OTS: Tabachnik est blanchi

Grenoble — Le chef d'orchestre franco-suisse Michel Tabachnik, poursuivi pour son rôle présumé dans la «tuerie-suicide» de seize membres de la secte de l'Ordre du temple solaire (OTS) en France en 1995, a été définitivement relaxé hier par la justice française.

Considéré comme l'un des responsables de l'Ordre, M. Tabachnik, 64 ans, était accusé d'avoir entraîné par ses textes ésotériques les membres de la secte dans une logique suicidaire.

Poursuivi pour «association de malfaiteurs», il a été relaxé par la Cour d'appel de Grenoble.
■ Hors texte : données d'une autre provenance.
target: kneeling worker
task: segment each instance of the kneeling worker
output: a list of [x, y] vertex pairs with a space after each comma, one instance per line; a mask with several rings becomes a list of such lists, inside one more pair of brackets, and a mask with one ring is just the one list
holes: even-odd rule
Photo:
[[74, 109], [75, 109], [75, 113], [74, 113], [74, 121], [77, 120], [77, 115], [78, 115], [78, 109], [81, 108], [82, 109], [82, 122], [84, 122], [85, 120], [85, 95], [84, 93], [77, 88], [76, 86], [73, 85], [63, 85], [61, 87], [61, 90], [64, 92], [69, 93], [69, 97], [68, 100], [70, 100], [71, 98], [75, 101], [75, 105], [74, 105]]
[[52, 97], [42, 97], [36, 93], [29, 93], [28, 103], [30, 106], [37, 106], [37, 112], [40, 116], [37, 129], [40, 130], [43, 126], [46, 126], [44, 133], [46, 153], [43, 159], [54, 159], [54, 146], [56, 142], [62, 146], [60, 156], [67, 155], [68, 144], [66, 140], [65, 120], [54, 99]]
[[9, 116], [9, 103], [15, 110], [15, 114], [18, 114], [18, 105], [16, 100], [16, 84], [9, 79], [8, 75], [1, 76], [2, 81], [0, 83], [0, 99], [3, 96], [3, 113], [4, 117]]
En première instance en 2001, le musicien avait été relaxé une première fois, au bénéfice du doute.

Le chef d'orchestre n'était pas présent lors de la lecture de l'arrêt, mais il a fait connaître son soulagement dans un communiqué diffusé par ses agents.

«Il ne peut plus y avoir de recours. Cette décision met donc fin à un épisode judiciaire qui a duré trop longtemps», a affirmé de son côté l'avocat du chef d'orchestre, Me Francis Szpiner.

Bien que ce soit le parquet qui avait fait appel de la relaxe prononcée en première instance, l'avocat général Jean-Pierre Melendez n'avait demandé ni la condamnation ni la relaxe de Michel Tabachnik, ne se prononçant pas explicitement sur sa culpabilité ou son innocence.

Me Szpiner avait demandé la relaxe en expliquant que «les écrits de M. Tabachnik [étaient] un galimatias ésotérique».

Le 22 décembre 1995, dans une forêt du Vercors, les corps calcinés de 16 personnes tuées par balles avaient été découverts sur un bûcher. Parmi elles se trouvaient les trois enfants de deux couples d'adeptes, ainsi qu'Edith et Patrick Vuarnet, l'épouse et le fils cadet de l'ancien champion de ski français Jean Vuarnet.

Au total, entre octobre 1994 et décembre 1995, des «tueries-suicides» de membres de l'OTS ont fait 68 morts en Suisse, en France et au Canada, dont le gourou de la secte, Jo Di Mambro.